By allopolyploidization, Ae. tauschii adds its genome into that of tetraploid wheat, and produces hexaploid wheat, a major type of cultivated wheat, which accounting for about 95% of world wheat production, while the tetraploid wheat only accounting for the other 5% [17], suggesting that the added D genome, made bread wheat more adaptive to alterable environments and then spreaded more rapidly than the tetraploid wheat. However, the D genome of the first bread wheats were originated from only a small part of Ae.tauschii population that cannot possess all the superiorities mentioned above in a few lucky individuals. There must be some other reasons underlying more rapid spread of hexaploid common wheat than tetraploid wheat. Interestingly, our study shows that hexaploidization enhanced genetic recombination of the ancestral diploid genome DD in allohexaploid wheat.
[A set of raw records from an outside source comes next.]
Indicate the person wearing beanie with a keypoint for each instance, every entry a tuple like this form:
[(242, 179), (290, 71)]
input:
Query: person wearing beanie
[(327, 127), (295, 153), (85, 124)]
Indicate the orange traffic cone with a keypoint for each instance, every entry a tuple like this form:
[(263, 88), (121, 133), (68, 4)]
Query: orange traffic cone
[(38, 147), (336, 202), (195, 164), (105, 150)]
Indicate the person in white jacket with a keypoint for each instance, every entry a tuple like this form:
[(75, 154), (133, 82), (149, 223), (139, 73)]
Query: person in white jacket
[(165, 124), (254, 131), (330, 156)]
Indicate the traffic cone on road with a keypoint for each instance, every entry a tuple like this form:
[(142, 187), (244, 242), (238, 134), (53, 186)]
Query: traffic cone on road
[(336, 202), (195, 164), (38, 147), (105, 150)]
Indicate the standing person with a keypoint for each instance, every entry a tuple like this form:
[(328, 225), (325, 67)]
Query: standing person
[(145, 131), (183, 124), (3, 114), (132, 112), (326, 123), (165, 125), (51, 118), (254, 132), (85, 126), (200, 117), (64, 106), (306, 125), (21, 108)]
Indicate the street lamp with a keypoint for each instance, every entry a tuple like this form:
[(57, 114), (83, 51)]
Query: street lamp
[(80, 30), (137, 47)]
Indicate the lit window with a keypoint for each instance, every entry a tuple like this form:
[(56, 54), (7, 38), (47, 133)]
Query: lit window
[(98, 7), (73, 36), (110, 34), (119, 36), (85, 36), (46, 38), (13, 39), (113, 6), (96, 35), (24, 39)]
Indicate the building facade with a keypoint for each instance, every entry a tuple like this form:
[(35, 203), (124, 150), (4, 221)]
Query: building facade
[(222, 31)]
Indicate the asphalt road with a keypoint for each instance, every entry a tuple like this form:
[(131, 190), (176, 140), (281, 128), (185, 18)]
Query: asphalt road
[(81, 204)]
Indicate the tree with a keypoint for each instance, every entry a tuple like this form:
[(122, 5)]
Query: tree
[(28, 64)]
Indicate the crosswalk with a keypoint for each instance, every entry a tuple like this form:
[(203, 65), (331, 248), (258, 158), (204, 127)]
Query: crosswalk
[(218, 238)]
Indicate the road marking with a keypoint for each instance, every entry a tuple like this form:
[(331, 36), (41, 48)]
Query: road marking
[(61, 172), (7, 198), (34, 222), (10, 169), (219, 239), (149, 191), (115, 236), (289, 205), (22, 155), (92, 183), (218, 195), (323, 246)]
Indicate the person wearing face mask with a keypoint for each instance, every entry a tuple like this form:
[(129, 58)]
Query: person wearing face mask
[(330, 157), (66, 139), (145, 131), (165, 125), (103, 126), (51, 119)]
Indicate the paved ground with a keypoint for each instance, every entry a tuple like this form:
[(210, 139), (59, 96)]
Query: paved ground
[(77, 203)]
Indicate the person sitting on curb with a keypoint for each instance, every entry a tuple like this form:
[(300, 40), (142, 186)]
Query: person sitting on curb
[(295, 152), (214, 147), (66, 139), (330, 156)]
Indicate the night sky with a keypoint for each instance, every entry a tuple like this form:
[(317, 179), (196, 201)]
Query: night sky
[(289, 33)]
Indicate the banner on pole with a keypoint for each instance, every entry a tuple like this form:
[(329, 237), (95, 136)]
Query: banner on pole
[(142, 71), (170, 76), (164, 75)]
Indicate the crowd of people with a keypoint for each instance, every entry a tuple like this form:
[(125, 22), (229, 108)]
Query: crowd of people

And the RF throughout the whole D genome in SHW increased more than 2 fold than that in diploidy, which does favor to bread wheat in enhancing variation and adaptive evolution by intercrossing with each other among the first hexaploidy individuals of wheat, as more recombination events has the potential to substantially accelerate the development of new varieties by (1) allowing quick assembly of novel beneficial multi-allelic complexes and (2) breaking the linkage among unfavorable genes and fixing desirable haplotypes in fewer generations [50]. This was more efficient than that in a diploid or tetraploid genetic background, as more recombination events occurred in hexaploid genetic background, with higher possibility to create more phenotypic variations to the selection pools for evolution.